Globally, seminal work is underway that must be monitored; for example, the development of the CNI (Coalition for Networked Information) White Paper on Networked Information Discovery and Retrieval. The purpose of the white paper is to provide a detailed examination of relevant information retrieval issues. The project is being conducted over a lengthy time span, necessary in this area to gain a full appreciation and coverage of the issues.
The existence of broad-based, large scale projects which play a role in information dissemination reflects the importance of integrated document access issues for the international academic community. In the United Kingdom, the Electronic Libraries (eLib) program is successfully coordinating relevant research for academic libraries.
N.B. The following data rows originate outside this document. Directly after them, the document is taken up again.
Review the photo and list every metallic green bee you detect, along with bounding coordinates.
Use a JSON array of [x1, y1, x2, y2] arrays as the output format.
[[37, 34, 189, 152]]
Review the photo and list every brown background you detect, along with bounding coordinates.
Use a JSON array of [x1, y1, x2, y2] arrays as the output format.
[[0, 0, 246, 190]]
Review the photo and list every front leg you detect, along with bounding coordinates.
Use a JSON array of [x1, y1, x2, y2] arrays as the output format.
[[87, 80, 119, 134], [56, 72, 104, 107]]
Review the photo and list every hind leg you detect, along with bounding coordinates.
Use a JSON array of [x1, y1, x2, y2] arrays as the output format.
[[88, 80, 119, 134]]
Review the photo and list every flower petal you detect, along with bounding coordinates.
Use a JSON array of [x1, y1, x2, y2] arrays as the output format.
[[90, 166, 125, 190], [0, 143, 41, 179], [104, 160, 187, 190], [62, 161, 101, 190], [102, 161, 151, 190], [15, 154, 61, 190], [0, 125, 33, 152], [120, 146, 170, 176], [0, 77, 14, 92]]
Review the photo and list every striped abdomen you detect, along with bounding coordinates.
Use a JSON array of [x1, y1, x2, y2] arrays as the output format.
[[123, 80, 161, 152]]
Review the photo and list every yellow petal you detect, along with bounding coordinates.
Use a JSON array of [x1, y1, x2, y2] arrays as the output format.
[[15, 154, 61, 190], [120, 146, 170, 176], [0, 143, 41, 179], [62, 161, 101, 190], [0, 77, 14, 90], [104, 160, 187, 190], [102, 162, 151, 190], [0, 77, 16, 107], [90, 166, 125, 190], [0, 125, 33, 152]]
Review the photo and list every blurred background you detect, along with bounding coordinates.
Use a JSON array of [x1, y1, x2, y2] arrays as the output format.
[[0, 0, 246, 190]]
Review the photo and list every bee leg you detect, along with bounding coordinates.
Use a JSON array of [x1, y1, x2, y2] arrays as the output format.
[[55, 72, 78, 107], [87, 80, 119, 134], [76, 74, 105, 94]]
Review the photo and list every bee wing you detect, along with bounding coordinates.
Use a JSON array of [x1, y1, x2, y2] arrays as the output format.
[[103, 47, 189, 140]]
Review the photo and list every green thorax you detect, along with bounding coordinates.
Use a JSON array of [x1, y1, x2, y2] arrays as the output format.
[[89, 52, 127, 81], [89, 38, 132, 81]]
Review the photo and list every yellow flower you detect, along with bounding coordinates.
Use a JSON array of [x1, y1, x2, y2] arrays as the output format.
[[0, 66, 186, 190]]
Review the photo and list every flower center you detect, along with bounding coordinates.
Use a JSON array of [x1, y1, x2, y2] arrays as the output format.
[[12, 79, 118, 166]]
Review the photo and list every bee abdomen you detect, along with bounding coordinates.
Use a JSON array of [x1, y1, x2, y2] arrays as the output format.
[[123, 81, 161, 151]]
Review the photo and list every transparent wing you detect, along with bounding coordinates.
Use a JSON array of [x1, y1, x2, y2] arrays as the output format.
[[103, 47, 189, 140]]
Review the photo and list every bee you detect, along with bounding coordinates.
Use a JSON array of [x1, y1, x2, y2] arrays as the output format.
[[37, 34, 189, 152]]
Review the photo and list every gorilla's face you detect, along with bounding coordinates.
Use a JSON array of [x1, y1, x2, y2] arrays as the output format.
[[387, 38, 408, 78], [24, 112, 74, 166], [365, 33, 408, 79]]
An equivalent project in the United States is the NSA/ARPA/NASA digital library initiatives, whereby a small number of long term, expensive digital library projects have been funded. Informally, through subsidiary projects such as DLib Magazine, the project as a whole performs a monitoring role for a wider range of resource discovery/information retrieval projects. The existence of these projects indicates that modern information retrieval issues are complex enough to warrant ongoing monitoring and a coordinated national approach.
In Australia there is no equivalent project based organisation playing a formal role in providing ongoing examination of resource discovery trends. Informally the National Library and the Australian National University play leading roles in collecting and disseminating information. However, this role appears essentially voluntary and scattered across internal departments.